As Connery should be well aware from his days in Her Majesty's Secret Service, this sort of snare is commonly known as a honey trap, but when the honey's this sweet, it would be a stiff test for any man to resist.
Underlining the considerable screen sex appeal - not to mention ability with accents and leading lady presence - displayed recently in The Mask Of Zorro, Zeta Jones is a captivating watch, and perfect for parts like this.
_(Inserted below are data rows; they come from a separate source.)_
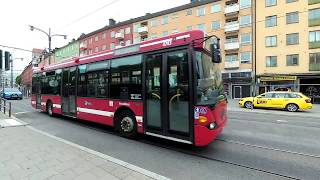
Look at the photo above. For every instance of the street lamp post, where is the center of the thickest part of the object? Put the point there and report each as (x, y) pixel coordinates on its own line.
(11, 61)
(49, 35)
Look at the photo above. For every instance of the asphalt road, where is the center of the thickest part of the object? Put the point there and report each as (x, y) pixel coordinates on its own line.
(252, 146)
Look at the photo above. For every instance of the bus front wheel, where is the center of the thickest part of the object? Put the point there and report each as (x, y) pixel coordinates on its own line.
(127, 124)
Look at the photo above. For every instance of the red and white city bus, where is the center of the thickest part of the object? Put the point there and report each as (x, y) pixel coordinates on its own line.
(170, 87)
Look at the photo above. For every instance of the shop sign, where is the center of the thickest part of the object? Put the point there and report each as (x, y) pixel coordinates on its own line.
(279, 78)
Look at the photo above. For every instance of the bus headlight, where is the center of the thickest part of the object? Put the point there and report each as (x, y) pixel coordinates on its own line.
(203, 119)
(212, 125)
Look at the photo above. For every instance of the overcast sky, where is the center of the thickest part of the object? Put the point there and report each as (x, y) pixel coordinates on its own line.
(62, 16)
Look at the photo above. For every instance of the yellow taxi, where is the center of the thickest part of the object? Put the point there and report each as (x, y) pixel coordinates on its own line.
(291, 101)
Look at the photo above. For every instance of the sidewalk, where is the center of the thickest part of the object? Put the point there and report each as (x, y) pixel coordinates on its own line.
(28, 153)
(314, 112)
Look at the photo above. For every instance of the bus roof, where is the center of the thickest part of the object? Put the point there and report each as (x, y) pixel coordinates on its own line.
(170, 41)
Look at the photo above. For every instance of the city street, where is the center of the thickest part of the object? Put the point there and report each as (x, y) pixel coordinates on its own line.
(254, 145)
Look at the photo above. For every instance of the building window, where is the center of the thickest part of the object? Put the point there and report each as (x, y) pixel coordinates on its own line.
(292, 39)
(215, 8)
(314, 62)
(245, 57)
(271, 41)
(245, 20)
(245, 4)
(201, 27)
(201, 11)
(292, 17)
(271, 61)
(314, 17)
(270, 3)
(128, 30)
(271, 21)
(215, 25)
(314, 39)
(231, 57)
(245, 38)
(293, 60)
(112, 46)
(290, 1)
(165, 20)
(310, 2)
(112, 34)
(165, 33)
(189, 12)
(154, 22)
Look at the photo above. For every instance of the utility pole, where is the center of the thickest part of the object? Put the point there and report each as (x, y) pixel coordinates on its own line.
(49, 35)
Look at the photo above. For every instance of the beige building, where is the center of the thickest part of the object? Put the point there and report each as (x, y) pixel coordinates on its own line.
(288, 45)
(230, 20)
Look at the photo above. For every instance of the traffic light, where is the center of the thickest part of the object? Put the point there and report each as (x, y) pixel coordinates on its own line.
(7, 60)
(1, 59)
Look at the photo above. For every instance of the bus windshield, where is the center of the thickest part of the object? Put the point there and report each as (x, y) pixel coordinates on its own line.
(209, 86)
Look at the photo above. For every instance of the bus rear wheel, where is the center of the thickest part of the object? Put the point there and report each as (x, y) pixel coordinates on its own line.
(127, 124)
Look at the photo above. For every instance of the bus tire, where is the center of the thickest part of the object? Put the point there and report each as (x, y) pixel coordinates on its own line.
(49, 108)
(292, 107)
(126, 124)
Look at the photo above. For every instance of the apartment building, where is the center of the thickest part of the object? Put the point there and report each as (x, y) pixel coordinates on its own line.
(230, 20)
(109, 37)
(288, 45)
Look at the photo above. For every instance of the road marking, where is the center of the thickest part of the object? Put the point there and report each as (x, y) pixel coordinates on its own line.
(282, 121)
(104, 156)
(23, 112)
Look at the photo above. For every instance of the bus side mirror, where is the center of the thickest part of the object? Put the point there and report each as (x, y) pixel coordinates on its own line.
(215, 52)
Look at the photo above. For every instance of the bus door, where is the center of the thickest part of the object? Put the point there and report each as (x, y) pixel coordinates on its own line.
(69, 91)
(167, 95)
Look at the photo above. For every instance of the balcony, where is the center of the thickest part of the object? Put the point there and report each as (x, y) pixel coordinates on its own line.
(314, 67)
(313, 2)
(231, 27)
(119, 35)
(231, 46)
(231, 64)
(314, 22)
(83, 47)
(143, 30)
(314, 45)
(231, 9)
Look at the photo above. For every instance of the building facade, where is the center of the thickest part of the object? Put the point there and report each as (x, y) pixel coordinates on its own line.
(230, 20)
(288, 52)
(67, 51)
(110, 37)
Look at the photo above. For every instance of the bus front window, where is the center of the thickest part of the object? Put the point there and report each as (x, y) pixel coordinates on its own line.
(209, 81)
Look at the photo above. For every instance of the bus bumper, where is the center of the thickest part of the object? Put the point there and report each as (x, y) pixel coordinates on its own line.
(204, 136)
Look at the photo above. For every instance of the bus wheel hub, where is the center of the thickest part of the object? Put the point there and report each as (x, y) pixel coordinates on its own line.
(127, 124)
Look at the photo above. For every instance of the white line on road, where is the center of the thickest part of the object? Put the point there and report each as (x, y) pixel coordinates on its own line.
(104, 156)
(24, 112)
(282, 121)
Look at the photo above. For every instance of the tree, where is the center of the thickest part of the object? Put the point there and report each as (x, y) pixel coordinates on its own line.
(18, 80)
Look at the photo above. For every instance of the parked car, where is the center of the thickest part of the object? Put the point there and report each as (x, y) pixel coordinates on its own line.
(291, 101)
(11, 93)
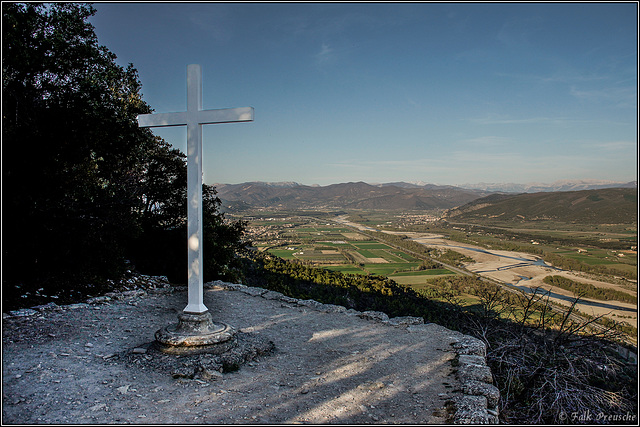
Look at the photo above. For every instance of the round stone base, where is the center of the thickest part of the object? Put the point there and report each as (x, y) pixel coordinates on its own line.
(196, 333)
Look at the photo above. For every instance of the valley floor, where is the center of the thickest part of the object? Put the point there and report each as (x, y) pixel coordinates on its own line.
(522, 269)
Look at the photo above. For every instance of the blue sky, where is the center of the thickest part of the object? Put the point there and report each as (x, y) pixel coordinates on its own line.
(446, 93)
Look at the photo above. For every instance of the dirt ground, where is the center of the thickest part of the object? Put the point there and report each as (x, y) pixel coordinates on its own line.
(74, 365)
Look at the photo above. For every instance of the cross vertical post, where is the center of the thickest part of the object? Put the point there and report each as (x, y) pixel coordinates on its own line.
(194, 118)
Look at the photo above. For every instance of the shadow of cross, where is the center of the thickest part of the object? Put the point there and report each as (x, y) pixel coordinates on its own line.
(194, 118)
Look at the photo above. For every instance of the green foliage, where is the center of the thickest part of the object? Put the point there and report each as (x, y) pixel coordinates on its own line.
(589, 291)
(358, 291)
(84, 188)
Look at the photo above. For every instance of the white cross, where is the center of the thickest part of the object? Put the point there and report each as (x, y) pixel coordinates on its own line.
(194, 118)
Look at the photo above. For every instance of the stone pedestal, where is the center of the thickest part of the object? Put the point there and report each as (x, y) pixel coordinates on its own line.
(196, 333)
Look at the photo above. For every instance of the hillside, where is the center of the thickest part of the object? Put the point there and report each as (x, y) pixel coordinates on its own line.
(603, 206)
(352, 195)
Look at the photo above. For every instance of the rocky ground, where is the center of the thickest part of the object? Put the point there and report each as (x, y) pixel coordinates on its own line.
(307, 363)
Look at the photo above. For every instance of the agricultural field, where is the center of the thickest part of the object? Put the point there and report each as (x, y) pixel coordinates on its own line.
(334, 247)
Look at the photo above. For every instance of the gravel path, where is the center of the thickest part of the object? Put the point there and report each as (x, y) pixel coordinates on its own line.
(74, 365)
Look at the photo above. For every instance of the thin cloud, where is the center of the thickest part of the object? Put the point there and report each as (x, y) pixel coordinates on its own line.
(325, 55)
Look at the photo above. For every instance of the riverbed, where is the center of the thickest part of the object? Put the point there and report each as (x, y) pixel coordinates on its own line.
(524, 271)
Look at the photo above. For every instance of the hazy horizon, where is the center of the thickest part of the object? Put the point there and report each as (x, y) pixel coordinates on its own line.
(380, 92)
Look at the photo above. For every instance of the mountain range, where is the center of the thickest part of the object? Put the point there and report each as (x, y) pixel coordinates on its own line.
(387, 196)
(352, 195)
(563, 185)
(602, 206)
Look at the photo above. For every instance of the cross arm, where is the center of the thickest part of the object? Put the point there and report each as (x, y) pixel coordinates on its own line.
(162, 119)
(225, 115)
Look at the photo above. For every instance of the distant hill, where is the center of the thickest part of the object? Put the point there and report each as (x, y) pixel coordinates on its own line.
(603, 206)
(354, 195)
(564, 185)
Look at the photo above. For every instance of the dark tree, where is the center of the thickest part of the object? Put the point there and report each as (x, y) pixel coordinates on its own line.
(82, 183)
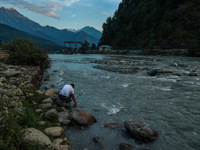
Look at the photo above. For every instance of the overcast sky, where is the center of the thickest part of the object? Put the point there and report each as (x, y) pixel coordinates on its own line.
(70, 14)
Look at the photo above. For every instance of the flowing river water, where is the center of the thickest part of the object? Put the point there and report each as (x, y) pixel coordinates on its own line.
(169, 103)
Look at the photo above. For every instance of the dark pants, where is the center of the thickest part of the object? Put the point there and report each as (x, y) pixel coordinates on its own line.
(65, 102)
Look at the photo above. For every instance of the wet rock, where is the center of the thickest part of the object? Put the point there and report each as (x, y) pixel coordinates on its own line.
(40, 92)
(193, 73)
(54, 97)
(58, 144)
(50, 92)
(124, 146)
(152, 72)
(35, 139)
(54, 131)
(21, 110)
(42, 123)
(51, 114)
(63, 116)
(45, 106)
(64, 147)
(65, 122)
(140, 131)
(178, 73)
(38, 111)
(111, 125)
(2, 91)
(11, 73)
(81, 117)
(48, 100)
(98, 139)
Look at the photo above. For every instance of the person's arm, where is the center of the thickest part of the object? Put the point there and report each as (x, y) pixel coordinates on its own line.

With her feisty seductiveness and Connery's superstar charisma, director Jon Amiel wisely keeps an uncertain relationship simmering, and maintains a similar surface tension to the plot, spiced with some deliciously suspenseful theft sequences.
Comedy is toned down in this crime caper and at times it's probably guilty of taking itself a little too seriously, but it's a trade-off for as much realism as possible and backed up by a storyline ultimately tapping in on topical Millennial computer angst.
Patton, Maury Chakin and Ving Rhames (as Mac's associate Thibadeaux) are a bit cartoonish in support, but Entrapment supplies enough glamour, fancy hardware and globe-trotting thrills and spills to justify its inclusion in the summer movie schedules.